[KERNELS][MULTI-GPU] Initialize simple multi-gpu moe baseline (#7352)

Jokeren · web-flow · commit 5045b79691a1 · 2025-07-29T23:35:17.000Z
diff --git a/.github/workflows/integration-tests-amd.yml b/.github/workflows/integration-tests-amd.yml
@@ -139,7 +139,9 @@ jobs:
             cd ../../triton_kernels/
             python3 -m pytest -s -n 12 tests/
           fi
-
+      - name: Run distributed tests
+        run: |
+          make test-distributed
       - name: Run asan tests on AMD
         if: false
         run: |
diff --git a/.github/workflows/integration-tests-nvidia.yml b/.github/workflows/integration-tests-nvidia.yml
@@ -68,13 +68,16 @@ jobs:
       - name: Update PATH
         run: |
           echo "$HOME/.local/bin" >> $GITHUB_PATH
+      - name: Setup Python environment for GB200
+        if: ${{ matrix.runner[0] == 'nvidia-gb200' }}
+        run: |
+          echo "/venv/bin" >> $GITHUB_PATH
+          echo "VIRTUAL_ENV=/venv" >> $GITHUB_ENV
+          echo "PYTHONHOME=" >> $GITHUB_ENV
       - name: Install Triton
         env:
           CUDA_HOME: "/usr/local/cuda"
         run: |
-          if [ "${{ matrix.runner[0] }}" == "nvidia-gb200" ]; then
-            source /venv/bin/activate
-          fi
           nproc
           nvidia-smi
           echo "PATH is '$PATH'"
@@ -85,20 +88,14 @@ jobs:
       - name: Run lit tests
         run: make test-lit
       - name: Run python tests on CUDA
-        run: |
-          if [ "${{ matrix.runner[0] }}" == "nvidia-gb200" ]; then
-            source /venv/bin/activate
-          fi
-          make NUM_PROCS=24 test-unit
+        run: make NUM_PROCS=24 test-unit
+      - name: Run distributed tests
+        run: make test-distributed
       - name: Run interpreter tests
         if: ${{ matrix.runner[0] == 'nvidia-h100' }}
         run: make test-interpret
       - name: Run regression tests
-        run: |
-          if [ "${{ matrix.runner[0] }}" == "nvidia-gb200" ]; then
-            source /venv/bin/activate
-          fi
-          make test-regression
+        run: make test-regression
       - name: Run C++ unittests
         run: make test-cpp
       - name: Run Proton tests
diff --git a/Makefile b/Makefile
@@ -44,6 +44,12 @@ test-unit: all
 		$(PYTEST) --capture=tee-sys -rfs -vvv python/test/unit/instrumentation/test_gpuhello.py
 	$(PYTEST) -s -n $(NUM_PROCS) python/test/gluon
 
+.PHONY: test-distributed
+test-distributed: all
+	$(PYTHON) -m pip install --upgrade pip
+	$(PYTHON) -m pip install python/triton_kernels -v
+	$(PYTEST) -s python/triton_kernels/bench/distributed.py
+
 .PHONY: test-gluon
 test-gluon: all
 	$(PYTEST) -s -n $(NUM_PROCS) python/test/gluon
diff --git a/python/triton/language/standard.py b/python/triton/language/standard.py
@@ -317,9 +317,9 @@ def _or_combine(x, y):
 
 @core._tensor_member_fn
 @jit
-@core._add_reduction_docstr("reduce_of")

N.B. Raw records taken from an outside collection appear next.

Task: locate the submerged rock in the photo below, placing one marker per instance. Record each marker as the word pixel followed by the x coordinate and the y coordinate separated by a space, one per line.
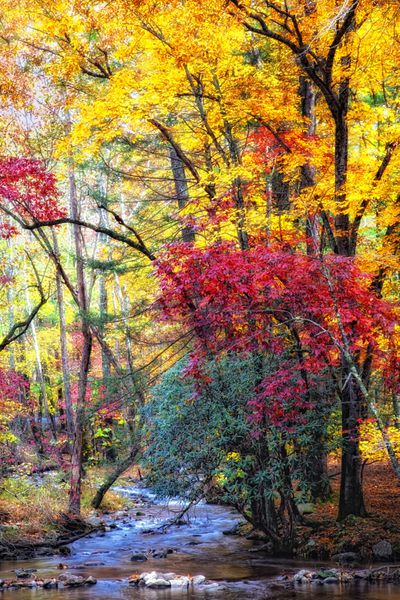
pixel 382 550
pixel 346 558
pixel 24 573
pixel 69 580
pixel 155 580
pixel 139 557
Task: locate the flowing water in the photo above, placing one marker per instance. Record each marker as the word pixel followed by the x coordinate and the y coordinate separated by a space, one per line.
pixel 200 549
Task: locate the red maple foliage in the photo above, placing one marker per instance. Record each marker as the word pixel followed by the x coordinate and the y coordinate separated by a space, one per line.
pixel 275 301
pixel 29 191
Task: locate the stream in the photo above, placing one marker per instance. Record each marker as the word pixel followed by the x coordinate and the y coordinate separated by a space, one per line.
pixel 200 548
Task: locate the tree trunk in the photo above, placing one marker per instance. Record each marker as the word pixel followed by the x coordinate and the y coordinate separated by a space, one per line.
pixel 119 469
pixel 77 448
pixel 181 190
pixel 69 412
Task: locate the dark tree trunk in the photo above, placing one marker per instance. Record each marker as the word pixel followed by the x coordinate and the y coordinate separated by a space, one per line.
pixel 351 501
pixel 112 478
pixel 181 190
pixel 77 447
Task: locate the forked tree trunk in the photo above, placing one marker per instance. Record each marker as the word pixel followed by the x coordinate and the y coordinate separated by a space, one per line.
pixel 77 447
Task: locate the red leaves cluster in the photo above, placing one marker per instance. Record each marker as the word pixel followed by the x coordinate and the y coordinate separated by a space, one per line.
pixel 272 300
pixel 29 191
pixel 13 386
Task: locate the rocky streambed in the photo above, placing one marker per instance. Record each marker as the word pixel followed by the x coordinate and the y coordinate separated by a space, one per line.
pixel 196 558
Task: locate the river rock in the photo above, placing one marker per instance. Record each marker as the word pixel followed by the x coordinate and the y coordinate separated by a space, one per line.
pixel 138 557
pixel 235 530
pixel 158 583
pixel 156 580
pixel 24 573
pixel 303 576
pixel 180 582
pixel 49 584
pixel 362 574
pixel 346 558
pixel 382 550
pixel 69 580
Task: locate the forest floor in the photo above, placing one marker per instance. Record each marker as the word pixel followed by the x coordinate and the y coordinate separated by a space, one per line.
pixel 382 499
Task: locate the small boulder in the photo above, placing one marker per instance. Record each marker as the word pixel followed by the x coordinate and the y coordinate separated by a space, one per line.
pixel 24 573
pixel 346 558
pixel 138 557
pixel 69 580
pixel 179 582
pixel 382 550
pixel 158 583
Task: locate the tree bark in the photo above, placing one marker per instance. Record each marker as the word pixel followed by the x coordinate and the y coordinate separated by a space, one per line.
pixel 77 448
pixel 119 469
pixel 182 191
pixel 69 412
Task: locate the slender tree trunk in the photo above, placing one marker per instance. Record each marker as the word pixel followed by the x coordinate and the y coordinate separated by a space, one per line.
pixel 77 448
pixel 103 302
pixel 181 190
pixel 119 469
pixel 69 412
pixel 39 370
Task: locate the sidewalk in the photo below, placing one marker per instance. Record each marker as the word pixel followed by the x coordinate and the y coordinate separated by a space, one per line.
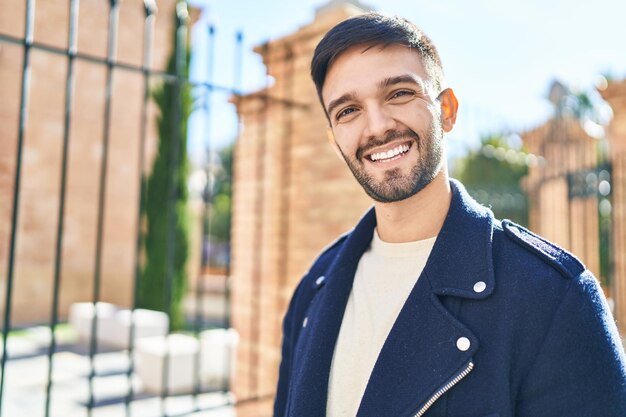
pixel 27 376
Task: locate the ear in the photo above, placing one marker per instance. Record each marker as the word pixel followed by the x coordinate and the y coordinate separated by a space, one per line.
pixel 333 142
pixel 449 106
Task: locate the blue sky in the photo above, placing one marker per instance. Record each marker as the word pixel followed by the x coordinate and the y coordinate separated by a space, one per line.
pixel 500 56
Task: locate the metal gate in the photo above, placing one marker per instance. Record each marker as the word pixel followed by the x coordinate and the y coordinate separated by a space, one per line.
pixel 104 380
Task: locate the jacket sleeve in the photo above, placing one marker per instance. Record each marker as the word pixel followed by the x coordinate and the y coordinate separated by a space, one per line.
pixel 288 343
pixel 580 368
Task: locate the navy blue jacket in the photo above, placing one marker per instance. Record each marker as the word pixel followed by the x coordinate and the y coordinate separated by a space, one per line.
pixel 541 340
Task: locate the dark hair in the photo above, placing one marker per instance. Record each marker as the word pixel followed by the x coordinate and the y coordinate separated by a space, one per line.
pixel 373 29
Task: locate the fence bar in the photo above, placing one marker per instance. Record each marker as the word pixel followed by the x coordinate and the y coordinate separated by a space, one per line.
pixel 237 86
pixel 150 9
pixel 69 92
pixel 111 50
pixel 285 198
pixel 28 40
pixel 206 221
pixel 182 19
pixel 81 56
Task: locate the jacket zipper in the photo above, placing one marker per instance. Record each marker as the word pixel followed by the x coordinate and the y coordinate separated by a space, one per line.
pixel 445 388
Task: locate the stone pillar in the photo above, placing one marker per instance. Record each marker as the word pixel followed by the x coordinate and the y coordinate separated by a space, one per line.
pixel 615 95
pixel 568 219
pixel 292 197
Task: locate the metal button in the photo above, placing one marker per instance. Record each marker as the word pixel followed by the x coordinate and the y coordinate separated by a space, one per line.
pixel 480 286
pixel 463 344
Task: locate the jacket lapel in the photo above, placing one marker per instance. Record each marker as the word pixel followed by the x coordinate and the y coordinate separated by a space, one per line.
pixel 316 344
pixel 423 351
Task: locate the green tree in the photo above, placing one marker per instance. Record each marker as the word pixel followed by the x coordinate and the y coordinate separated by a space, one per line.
pixel 173 98
pixel 492 175
pixel 222 196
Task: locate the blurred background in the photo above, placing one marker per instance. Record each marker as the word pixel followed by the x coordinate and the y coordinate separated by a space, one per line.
pixel 165 180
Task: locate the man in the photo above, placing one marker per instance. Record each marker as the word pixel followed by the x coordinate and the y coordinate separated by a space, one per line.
pixel 430 306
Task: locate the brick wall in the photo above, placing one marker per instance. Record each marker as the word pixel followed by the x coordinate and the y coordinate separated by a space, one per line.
pixel 572 223
pixel 292 197
pixel 41 169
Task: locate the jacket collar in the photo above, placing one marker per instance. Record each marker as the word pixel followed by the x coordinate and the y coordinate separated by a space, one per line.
pixel 460 258
pixel 465 239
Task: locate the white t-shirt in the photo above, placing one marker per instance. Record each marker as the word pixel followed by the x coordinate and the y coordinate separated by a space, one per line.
pixel 386 274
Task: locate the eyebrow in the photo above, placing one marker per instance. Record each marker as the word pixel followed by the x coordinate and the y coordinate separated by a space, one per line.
pixel 398 79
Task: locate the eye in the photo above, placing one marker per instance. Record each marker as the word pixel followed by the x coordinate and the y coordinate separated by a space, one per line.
pixel 345 112
pixel 401 93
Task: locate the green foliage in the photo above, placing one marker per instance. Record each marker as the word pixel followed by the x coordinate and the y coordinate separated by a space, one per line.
pixel 222 194
pixel 175 103
pixel 493 178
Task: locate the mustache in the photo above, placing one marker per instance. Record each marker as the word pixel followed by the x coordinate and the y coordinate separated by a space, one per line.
pixel 388 138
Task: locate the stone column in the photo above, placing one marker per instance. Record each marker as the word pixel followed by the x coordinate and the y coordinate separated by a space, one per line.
pixel 615 94
pixel 292 197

+@core._add_reduction_docstr("reduce_or")
 def reduce_or(input, axis, keep_dims=False):
-    core.static_assert(input.type.scalar.is_int(), "reduce_of only supported for integers")
+    core.static_assert(input.type.scalar.is_int(), "reduce_or only supported for integers")
     return core.reduce(input, axis, _or_combine, keep_dims=keep_dims)
 
 
diff --git a/python/triton_kernels/bench/bench_mlp.py b/python/triton_kernels/bench/bench_mlp.py
@@ -4,46 +4,25 @@
 import triton.profiler as proton
 from triton.profiler import viewer
 import torch
+import argparse
 import triton_kernels
 import triton_kernels.swiglu
-from triton_kernels.numerics_details.mxfp import downcast_to_mxfp
 from triton_kernels.matmul_ogs import matmul_ogs, PrecisionConfig, FlexCtx, FnSpecs, FusedActivation
-from triton_kernels.numerics import InFlexData
-from triton_kernels.routing import routing
-from triton_kernels.target_info import is_cuda, is_hip, get_cdna_version, cuda_capability_geq
-from triton_kernels.tensor import convert_layout
-from triton_kernels.tensor import wrap_torch_tensor, FP4
+from triton_kernels.target_info import is_hip, get_cdna_version
 from dataclasses import dataclass
+import distributed as triton_dist
 from triton_kernels.tensor_details import layout
+from bench_utils import quantize_weight
 
 if torch.cuda.is_available() and not is_hip():
     from triton._C.libtriton import nvidia
+
     cublas_workspace = torch.empty(32 * 1024 * 1024, device="cuda", dtype=torch.uint8)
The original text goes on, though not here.